US ATLAS Computing Facility

Name: US ATLAS Computing Facility
Start: 2020-07-22T13:00:00-04:00
End: 2020-07-22T14:45:00-04:00
Location: No location set

Wednesday 22 Jul 2020, 13:00 → 14:45 US/Eastern

- 13:00 → 13:10
  
  WBS 2.3 Facility Management News 10m
  
  Speakers: Robert William Gardner Jr (University of Chicago (US)), Dr Shawn McKee (University of Michigan ATLAS Group)
- 13:10 → 13:20
  OSG-LHC 10m
  
  Minutes
  
  Speakers: Brian Lin (University of Wisconsin), Matyas Selmeci
  OSG 3.5.20
  
  HTCondor-CE 4.4.0
  
  Frontier Squid 4.12-2
  
  CVMFS 2.7.3
  
  scitokens-cpp 0.5.1
  
  Other
  
  ATLAS XCache containers based on XRootD 5 are available for testing (tagged as 'upcoming-fresh' and 'upcoming-timestamp')
  
  OSG All Hands virtual meeting Aug 31 - Sep 3 (https://opensciencegrid.org/all-hands/2020/)
- 13:20 → 13:35
  Topical Reports
  
  Convener: Robert William Gardner Jr (University of Chicago (US))
  - 13:20
    
    Kubernetes Activities at SWT2 15m
    
    Speaker: Armen Vartapetian (University of Texas at Arlington (US))
    
    100722_Kubernetes_UTA.pdf
- 13:35 → 13:40
  WBS 2.3.1 Tier1 Center 5m
  
  Minutes
  
  Speakers: Eric Christian Lancon (CEA/IRFU,Centre d'etude de Saclay Gif-sur-Yvette (FR)), Xin Zhao (Brookhaven National Laboratory (US))
  normal operation in general
  
  RPVLL reprocessing started last Thursday. BNL staging rate, as shown on DDM dashboard, is 2~3GB/s. A temporary glitch between HPSS and dCache affected retrieval of staged files from HPSS disk cache to dCache DATATAPE, for a couple of hours, fixed by restarting HPSS batch, root cause under investigation.
  
  40 new WNs added to the T1 farm
  
  Supermicro SYS-6019U-TR4 servers. 2 x Xeon Cascade lake 6252 CPUs (96 logical cores total). 12 x 16 GB (192 GB total) DDR4-2933 MHz DIMMS. 4 x 2 TB SSDs. 2 x 1 Gbps LACP link. 1141 HS06 per node.
- 13:40 → 14:00
  WBS 2.3.2 Tier2 Centers
  
  Minutes
  
  Updates on US Tier-2 centers
  
  Convener: Fred Luehring (Indiana University (US))
  Tier 2 Notes:
  
  Please complete your additional funds requests and site reporting before the COB today. (SWT2 missing in https://docs.google.com/document/d/170cSG0BVKzntxVaa0gGrj1TClmwd4FQAUQMAxFEM2Hw/edit# )
  
  Problems over the last 2 weeks:
  
  AGLT2: dCache issues - working to find a good version. Transfer success rate ~40%.
  
  The 40% success rate was apparently monitoring issue with the new Site Oriented Dash board.
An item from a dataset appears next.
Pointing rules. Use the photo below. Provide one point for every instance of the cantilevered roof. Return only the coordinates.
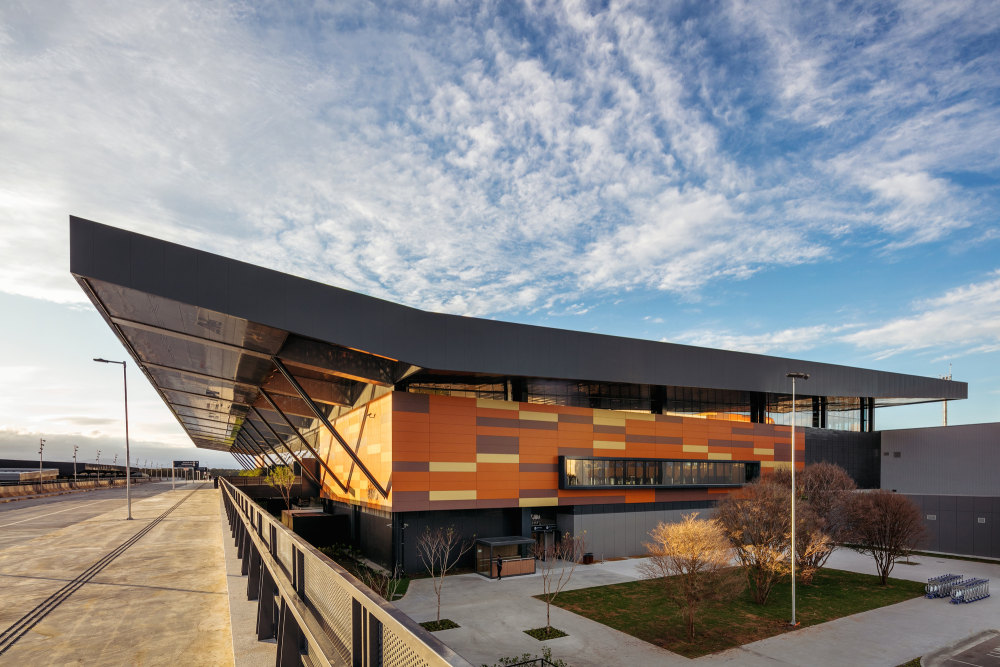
(248, 358)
The plot shows 90%-100% over the last week today and looks much different than it did yesterday.
  
  MWT2: Troubles transfers with largest issue traced ipv6 issue at UIUC. Transfer issues remain at a low level after the ipv6 issue was fixed. (All sites have a low rate of transfer issues.)
  
  NET2: Ongoing transfer issues.
  
  SWT2: OU had me memory issues and is implementing cgroups. DNS issue at UTA affected CPB
  
  External issues particularly a DNS issue at CERN lowered production.
  
  Had a nice conversation with Lincoln, Johannes, and Ofer last Friday about preserving the error information and putting it into the log when a Rucio transfer fails. Johannes gave some good ideas for debugging Rucio transfer issues. We are checking to see if the missing error information/logs turn up as dark data.
  - 13:40
    
    AGLT2 5m
    
    Minutes
    
    Speakers: Philippe Laurens (Michigan State University (US)), Dr Shawn McKee (University of Michigan ATLAS Group), Prof. Wenjing Wu (Computer Center, IHEP, CAS)
    
    Tickets:
    
       open 147805: Continued issues with dcache (see previous report for details)
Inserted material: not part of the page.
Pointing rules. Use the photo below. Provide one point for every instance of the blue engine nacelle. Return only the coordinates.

       Tried installing 5.2.24 when it became available.
       This caused a high rate of transfer errors where the ftp connection is dropped,
       seemingly after the transfer has been negotiated but before the first byte of payload is sent.
       We downgraded back to the patch version of 5.2.22 where we still see that issue but with lower rate.
    
       closed 147784: catching up on updates for squid servers
    
       closed 147769: files not accessible. One dcache server had most of its pools offline.
    
    Services:
    
       updating AFS servers to CentOS7, ongoing.
    
       BOINC: incremental improvements
    
       Condor: some misbehaving T3 jobs used more memory than should have been allowed ~10G instead of 2G
       and caused ~50 worker nodes to become unresponsive.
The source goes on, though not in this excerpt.